Es ist nicht nur das Abbild des fortschreitenden Abbaus diverser Arbeitsbeschaffungsmaßnahmen. Die Gelder werden auch immer weiter in die reine Verwaltung der Behörden umgeschichtet.

“Gemessen an den für diese Ausgaben in 2014 zugeteilten Bundesmitteln in Höhe von insgesamt 2,677 Milliarden Euro für die 303 Jobcenter gE wurden im ersten Halbjahr 2014 (50 Prozent des Haushaltsjahres) lediglich 35,2 Prozent für ‘SGB II-Eingliederungsleistungen’ ausgegeben. In den Ländern (jeweils die Jobcenter gE) reicht dieser Anteil von 40,5 Prozent in Berlin, 39,9 Prozent in Hamburg, 39,6 Prozent in Bremen und 37,9 Prozent im Saarland bis 29,3 Prozent in Bayern”, stellt Schröder fest. “Gründe für die bisher insgesamt niedrige Ausschöpfung der zugeteilten Bundesmittel für ‘Leistungen zur Eingliederung nach dem SGB II’ sind u.a. die vor und nach Beginn des Haushaltsjahres 2014 bestehende Unsicherheit über die tatsächliche Höhe der Mittelzuweisungen und insbesondere die auch 2014 weiter zunehmenden Umschichtungen eines erheblichen Teils dieser ‘Eingliederungsmittel’ in die Verwaltungskostenbudgets der Jobcenter.”

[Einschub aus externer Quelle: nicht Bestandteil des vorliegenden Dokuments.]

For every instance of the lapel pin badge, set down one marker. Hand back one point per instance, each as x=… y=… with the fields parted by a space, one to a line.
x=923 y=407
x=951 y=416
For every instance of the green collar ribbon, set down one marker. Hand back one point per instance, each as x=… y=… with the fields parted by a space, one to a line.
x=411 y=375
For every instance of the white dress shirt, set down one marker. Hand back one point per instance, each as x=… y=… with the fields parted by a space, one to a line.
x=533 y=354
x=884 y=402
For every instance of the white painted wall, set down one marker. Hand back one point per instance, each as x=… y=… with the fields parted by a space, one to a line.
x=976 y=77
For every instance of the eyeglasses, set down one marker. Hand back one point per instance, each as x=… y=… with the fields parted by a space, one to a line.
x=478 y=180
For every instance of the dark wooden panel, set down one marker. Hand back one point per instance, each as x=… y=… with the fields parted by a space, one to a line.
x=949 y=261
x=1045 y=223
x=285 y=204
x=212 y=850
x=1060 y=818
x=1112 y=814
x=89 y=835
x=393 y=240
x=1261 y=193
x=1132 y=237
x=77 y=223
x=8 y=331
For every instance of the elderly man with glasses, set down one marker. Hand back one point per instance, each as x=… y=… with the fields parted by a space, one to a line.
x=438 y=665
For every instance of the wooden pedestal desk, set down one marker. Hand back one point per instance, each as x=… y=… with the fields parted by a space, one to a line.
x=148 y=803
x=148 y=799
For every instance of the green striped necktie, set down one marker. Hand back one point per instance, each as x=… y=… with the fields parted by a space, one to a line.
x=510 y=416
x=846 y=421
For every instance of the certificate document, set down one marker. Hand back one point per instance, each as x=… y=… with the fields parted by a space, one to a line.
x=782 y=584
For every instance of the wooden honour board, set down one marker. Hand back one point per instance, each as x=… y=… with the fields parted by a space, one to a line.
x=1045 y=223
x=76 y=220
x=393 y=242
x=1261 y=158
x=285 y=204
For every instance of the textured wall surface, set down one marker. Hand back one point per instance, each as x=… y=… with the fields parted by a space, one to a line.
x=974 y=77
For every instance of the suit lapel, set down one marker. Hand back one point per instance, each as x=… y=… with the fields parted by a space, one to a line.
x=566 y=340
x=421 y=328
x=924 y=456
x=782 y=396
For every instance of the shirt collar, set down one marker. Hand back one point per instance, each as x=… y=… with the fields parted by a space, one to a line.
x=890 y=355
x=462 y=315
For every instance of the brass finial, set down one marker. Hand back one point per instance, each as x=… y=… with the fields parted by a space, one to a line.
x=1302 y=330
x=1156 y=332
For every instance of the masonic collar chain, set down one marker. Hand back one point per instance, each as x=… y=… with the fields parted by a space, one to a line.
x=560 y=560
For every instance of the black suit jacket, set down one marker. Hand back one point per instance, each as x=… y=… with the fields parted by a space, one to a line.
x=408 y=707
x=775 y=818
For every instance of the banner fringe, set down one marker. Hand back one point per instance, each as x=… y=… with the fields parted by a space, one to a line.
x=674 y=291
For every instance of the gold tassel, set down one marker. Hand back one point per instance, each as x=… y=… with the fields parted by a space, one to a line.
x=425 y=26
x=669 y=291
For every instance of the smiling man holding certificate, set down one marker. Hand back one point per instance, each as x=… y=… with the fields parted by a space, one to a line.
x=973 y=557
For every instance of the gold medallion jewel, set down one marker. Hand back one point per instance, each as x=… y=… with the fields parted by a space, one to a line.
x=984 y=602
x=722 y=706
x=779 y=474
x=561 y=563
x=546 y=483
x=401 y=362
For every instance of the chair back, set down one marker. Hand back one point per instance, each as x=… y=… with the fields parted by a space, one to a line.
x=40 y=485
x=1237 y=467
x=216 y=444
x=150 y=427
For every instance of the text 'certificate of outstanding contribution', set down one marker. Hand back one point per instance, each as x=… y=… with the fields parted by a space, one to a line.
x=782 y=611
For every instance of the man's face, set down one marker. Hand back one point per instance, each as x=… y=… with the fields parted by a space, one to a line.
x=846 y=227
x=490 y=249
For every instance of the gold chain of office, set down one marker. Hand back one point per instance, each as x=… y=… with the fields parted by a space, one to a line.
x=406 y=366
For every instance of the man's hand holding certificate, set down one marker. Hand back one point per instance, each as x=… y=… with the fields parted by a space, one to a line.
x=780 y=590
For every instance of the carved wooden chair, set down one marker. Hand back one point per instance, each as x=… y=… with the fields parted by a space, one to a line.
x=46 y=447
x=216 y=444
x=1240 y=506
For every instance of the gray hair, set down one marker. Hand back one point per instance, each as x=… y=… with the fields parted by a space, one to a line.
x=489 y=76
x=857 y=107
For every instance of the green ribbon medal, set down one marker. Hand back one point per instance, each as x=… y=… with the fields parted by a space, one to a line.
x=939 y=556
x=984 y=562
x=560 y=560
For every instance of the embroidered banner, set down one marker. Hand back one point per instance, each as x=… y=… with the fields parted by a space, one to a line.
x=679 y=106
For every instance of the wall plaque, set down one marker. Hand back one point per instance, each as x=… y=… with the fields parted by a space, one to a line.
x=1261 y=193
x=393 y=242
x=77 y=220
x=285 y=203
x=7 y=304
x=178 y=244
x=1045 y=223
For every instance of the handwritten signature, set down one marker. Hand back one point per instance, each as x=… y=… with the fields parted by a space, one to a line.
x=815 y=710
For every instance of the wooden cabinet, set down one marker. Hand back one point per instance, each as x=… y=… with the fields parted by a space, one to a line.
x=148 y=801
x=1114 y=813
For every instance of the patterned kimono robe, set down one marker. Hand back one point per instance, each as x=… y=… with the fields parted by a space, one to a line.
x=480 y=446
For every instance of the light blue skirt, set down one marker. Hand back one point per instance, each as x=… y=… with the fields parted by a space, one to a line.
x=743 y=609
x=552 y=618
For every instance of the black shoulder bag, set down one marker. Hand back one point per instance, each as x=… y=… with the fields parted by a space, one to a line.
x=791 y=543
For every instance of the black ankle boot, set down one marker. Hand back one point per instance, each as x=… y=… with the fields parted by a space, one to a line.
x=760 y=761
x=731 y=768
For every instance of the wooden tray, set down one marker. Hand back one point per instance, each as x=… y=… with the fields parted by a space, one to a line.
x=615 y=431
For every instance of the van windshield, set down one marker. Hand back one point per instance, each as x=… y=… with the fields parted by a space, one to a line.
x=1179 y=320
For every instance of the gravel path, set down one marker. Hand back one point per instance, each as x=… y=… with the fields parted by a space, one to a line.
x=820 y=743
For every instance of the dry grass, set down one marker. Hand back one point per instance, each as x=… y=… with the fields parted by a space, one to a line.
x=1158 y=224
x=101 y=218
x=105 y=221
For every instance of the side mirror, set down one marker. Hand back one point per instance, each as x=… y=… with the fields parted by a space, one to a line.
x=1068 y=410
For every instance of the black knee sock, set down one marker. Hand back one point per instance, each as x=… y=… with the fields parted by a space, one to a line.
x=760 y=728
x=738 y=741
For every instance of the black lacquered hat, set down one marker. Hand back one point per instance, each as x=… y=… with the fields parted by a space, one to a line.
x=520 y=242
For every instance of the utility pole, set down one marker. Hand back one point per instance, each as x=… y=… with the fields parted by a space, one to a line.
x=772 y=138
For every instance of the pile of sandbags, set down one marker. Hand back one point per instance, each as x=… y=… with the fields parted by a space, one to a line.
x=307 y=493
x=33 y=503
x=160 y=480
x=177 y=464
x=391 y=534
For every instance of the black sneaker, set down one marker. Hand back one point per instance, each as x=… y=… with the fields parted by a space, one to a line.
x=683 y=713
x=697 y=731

So schmolzen die Eingliederungsmittel, die im ersten Halbjahr 2012 in Sachsen noch 25,161 Millionen Euro betrugen, auf 19,389 Millionen Euro im ersten Halbjahr 2014.

Es sind nicht nur “beschäftigungsfördernde Maßnahmen”, deren Finanzierung in Sachsen von 9,302 Millionen Euro im ersten Halbjahr 2013 auf 6,870 Millionen Euro im ersten Halbjahr 2014 sank. Selbst die “Förderung der Berufsausbildung benachteiligter Auszubildender” ging in ihrer Finanzierung in den verglichenen Halbjahren von 6,883 Millionen Euro auf 5,170 Millionen Euro zurück. Dasselbe trifft auch auf die “Förderung der beruflichen Weiterbildung (FbW)” zu, die im ersten Halbjahr 2013 noch mit 21,271 Millionen Euro finanziert wurde, im ersten Halbjahr 2014 dann nur noch mit 17,860 Millionen Euro.

Es gibt auch Posten, die im Gegenzug angestiegen sind. Darin zeigt sich die deutlich gewandelte Politik der Bundesregierung, die lieber die direkte Integration von Arbeitslosen in den Arbeitsmarkt unterstützt in der Hoffnung, so kämen die Betroffenen tatsächlich in eine selbsttragende Arbeit. Was noch zu untersuchen ist, wenn dieses neuerliche Experiment einmal ausgewertet wird. Zum Beispiel von Paul M. Schröder, wenn er dazu die nötigen Zahlen aus der Bundesagentur bekommt.

So stieg auch in Sachsen der Posten “Aktivierung und berufliche Eingliederung – MAbE (Ermessen)” von 11,320 Millionen Euro im ersten Halbjahr 2013 auf 12,886 Millionen Euro im ersten Halbjahr 2014 an. Ganz ähnlich wie der Posten “Förderung von Arbeitsverhältnissen (FAV)” von 1,387 auf 1,520 Millionen Euro anstieg. Die Leute sollen unbedingt auf den “ersten Arbeitsmarkt”, nirgendwo anders hin.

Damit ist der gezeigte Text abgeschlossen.